Il s’avère nécessaire que le plan d’affaires fasse l’objet d’une évaluation environnementale préalable. De même, il faut mettre en place les outils relatifs aux mesures d’hygiène, de santé et de sécurité individuelle et collective. Entre autres, indique M. Agbidinoukoun, la sauvegarde environnementale se traduira par la réalisation du Plan de gestion environnemental simplifié (Pges), des notices environnementales, la conduite des processus de réalisation des études d’impacts pour les sous-projets assujettis, l’intégration des coûts des mesures de sauvegarde contenues dans les différents Pges. L’entreprise veillera à la mise en œuvre des Pges des sous-projets, avec un accent particulier sur la surveillance et le suivi environnemental interne, en vue de préserver le cadre de vie. A ce propos, il faut veiller à la réduction de la pollution (nuisances des déchets solides et ménagers, les eaux usées, pollution sonore, etc.), la préservation de l’énergie, la prévention des dangers résultants de l’utilisation des produits.
Normes sociales
Les questions de genre et développement et de la sauvegarde sociale sont des aspects à intégrer dans le processus de sélection et de mise en œuvre des projets et des activités, préconise Sabine T. Toungakouagou Sama, socio-anthropologue et spécialiste en développement social. Les responsables d’entreprises doivent avoir à l’esprit d’accorder une place prépondérante aux jeunes, aux femmes et aux couches vulnérables pour un développement durable.
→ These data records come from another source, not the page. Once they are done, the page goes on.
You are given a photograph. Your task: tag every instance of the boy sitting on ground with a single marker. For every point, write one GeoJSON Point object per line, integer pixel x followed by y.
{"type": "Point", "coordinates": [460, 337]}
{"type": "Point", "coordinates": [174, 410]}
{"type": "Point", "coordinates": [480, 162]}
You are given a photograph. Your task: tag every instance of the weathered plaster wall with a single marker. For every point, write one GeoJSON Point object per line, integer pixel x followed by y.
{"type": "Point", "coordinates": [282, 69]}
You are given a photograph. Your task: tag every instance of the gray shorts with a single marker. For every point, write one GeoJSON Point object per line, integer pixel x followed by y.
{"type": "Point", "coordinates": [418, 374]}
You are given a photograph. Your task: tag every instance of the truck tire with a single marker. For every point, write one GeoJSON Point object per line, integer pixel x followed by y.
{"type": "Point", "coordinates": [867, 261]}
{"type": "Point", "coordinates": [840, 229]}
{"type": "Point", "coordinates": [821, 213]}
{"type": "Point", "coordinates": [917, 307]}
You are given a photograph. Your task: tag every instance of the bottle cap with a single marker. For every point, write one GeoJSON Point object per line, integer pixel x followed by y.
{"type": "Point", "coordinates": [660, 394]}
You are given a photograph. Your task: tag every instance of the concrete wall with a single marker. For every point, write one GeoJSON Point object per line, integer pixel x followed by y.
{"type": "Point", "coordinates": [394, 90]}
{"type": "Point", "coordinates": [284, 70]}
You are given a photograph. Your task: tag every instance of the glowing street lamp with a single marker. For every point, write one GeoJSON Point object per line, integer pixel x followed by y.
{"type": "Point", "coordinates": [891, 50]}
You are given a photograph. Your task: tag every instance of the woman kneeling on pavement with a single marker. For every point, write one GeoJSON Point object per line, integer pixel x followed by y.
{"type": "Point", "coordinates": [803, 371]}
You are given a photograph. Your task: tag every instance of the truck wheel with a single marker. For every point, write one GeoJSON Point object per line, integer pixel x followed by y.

L’idéal, c’est que l’effectif de ces derniers, aussi bien dans le personnel permanent que dans le personnel occasionnel, atteigne au moins 40 %, précise-t-elle. « Un intérêt à porter aux jeunes, parce que par rapport à l’entrepreneuriat, ils ont encore de l’énergie, ont l’initiative et la capacité d’entreprendre pendant longtemps et de conduire leurs activités jusqu’à terme ;
les personnes vulnérables parce qu’étant aussi des acteurs du développement, il faut également exploiter leurs potentialités », explique-t-elle.
Sabine Toungakouagou Sama fait aussi mention de la nécessité d’instaurer des rapports harmonieux de collaboration dans l’entreprise à travers le respect des règles de cohabitation harmonieuse avec les acteurs proches de l’unité de production. Cela permet, justifie-t-elle, d’éviter ou de gérer de manière pacifique les conflits sociaux entre le promoteur et les acteurs de son environnement immédiat.
Les normes sociétales imposent également d’accorder un traitement salarial égal aux jeunes, adultes et aux groupes vulnérables. « A travail identique, rémunération identique », insiste Mme Sama. Elle souligne que le promoteur ne peut prétexter de ce que les charges familiales pèsent plus sur l’homme ou la femme pour justifier des inégalités dans le traitement salarial.
La spécialiste en développement social recommande aussi que les investissements se déploient sur un foncier sécurisé, tout en mettant l’accent sur le non emploi d’ouvriers mineurs.
« Les enfants ne doivent pas être livrés à des tâches non adaptées à leur condition physique », rappelle Sabine T. Sama. De même, les actes de violences basées sur le genre sont à bannir dans la société en général et dans le milieu professionnel en particulier, pour préserver notamment les femmes et les filles, ajoute-t-elle.